I recently purchased a refrigerator with a thermostat control that I intend on using to cool my carboys as well as my corny kegs. I'm wondering a couple of things...

1. if i need to set my fridge to a fermenting temperature of 65 (if its the middle of summer and the ambient temp in the house is too high)...is it going to be a problem if I have a keg in there at the same time? Normally I'd keep the kegs at a much lower temp...I'm just concerned about any adverse effects of raising the temp of the kegged beer for a few weeks.

2. The fridge sits in an uninsulated garage. During the winter months it can get to below 0 degrees. I'm curious if anybody has any feedback on how well a fridge would insulate against the cold. Has anyone hacked a fridge to both heat and cool?

I guess I'm trying to keep from having to ferment in different areas at different times of the year (and our house doesn't have any extra room for the fridge either)
 
Raising the temp to 65 wont hurt your kegged beer....it will just have more head and shoot out faster though.
 
Your beer will stale faster so drink it quicker. 

It will halve then halve again the life of the beer.  Assuming the beer is good for 120 days raising the temp from 32f to 65f will reduce reduce the quality life to 60 then 30 days.  Dr. Charles Bamforth as advises that for every 10C the staling rate doubles.  Assuming your are going from 32 to 65, that is just about 20C. 
 
Just an idea; you can maintain cooler temps in the fridge to preserve your kegged brew while fermenting at a higher temperature by placing a "Ferm-Wrap" or similar heating device around your carboy - a low-power flexible heated plastic sheet (may require another temperature controller...) - this will enable two set temperatures in the same chamber.

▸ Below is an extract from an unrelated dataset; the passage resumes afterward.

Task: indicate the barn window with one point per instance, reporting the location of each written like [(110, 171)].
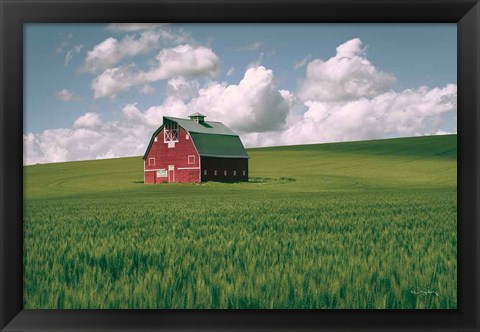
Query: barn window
[(170, 134)]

Temperature control is one of the biggies when improving your brew.
 
darvinlikemarvin said:
2. The fridge sits in an uninsulated garage. During the winter months it can get to below 0 degrees. I'm curious if anybody has any feedback on how well a fridge would insulate against the cold. Has anyone hacked a fridge to both heat and cool?

I live in Norway and we have from time to time this type of challenges. What I've heard, is that normal kitchen type refrigerators start loosing their cooling capacity when exposed to temperatures in the lower temperature range:15C and lower but still above 0C. My personal experience is that the refrigerator I use in the basement of our house with temp. between 9C - 13C, never caused problems or gave signs of loss of capacity. In our summer cottage we have placed an extra refrigerator in an uninsulated part of the cottage. It functions well but starts to behave strange when exposed to temperatures under 7-8C (we are talking about Norwegian summers 8) ). I can't explain it, but temperatures in the refrigerator could vary much.
I know that there are special winter fridges available for recreation vehicles/camper vans as well as winter covers for more normal type of refrigerators. However I don't have experience with those.

Regards,
Slurk
 
Thanks for the insight! I think it's just going to take time and observation to determine how my fridge in my particular climate will react.

@philm63 - that's an interesting idea...hopefully the FermWrap would have a strong enough heating element to withstand the colder temps in the fridge
 
  A little late to catch this train, but I can tell you that I was fermenting and chilling in the same fridge with great temp control and no negative impact on beer.
  Simple answer, Refelctix insulation capsule for bucket or carboy, fermwrap with a Ranco  controller. Easily 80F in the capsule while 42F in the fridge.
  I have a second frige now and use this method to age and ferment at the same time!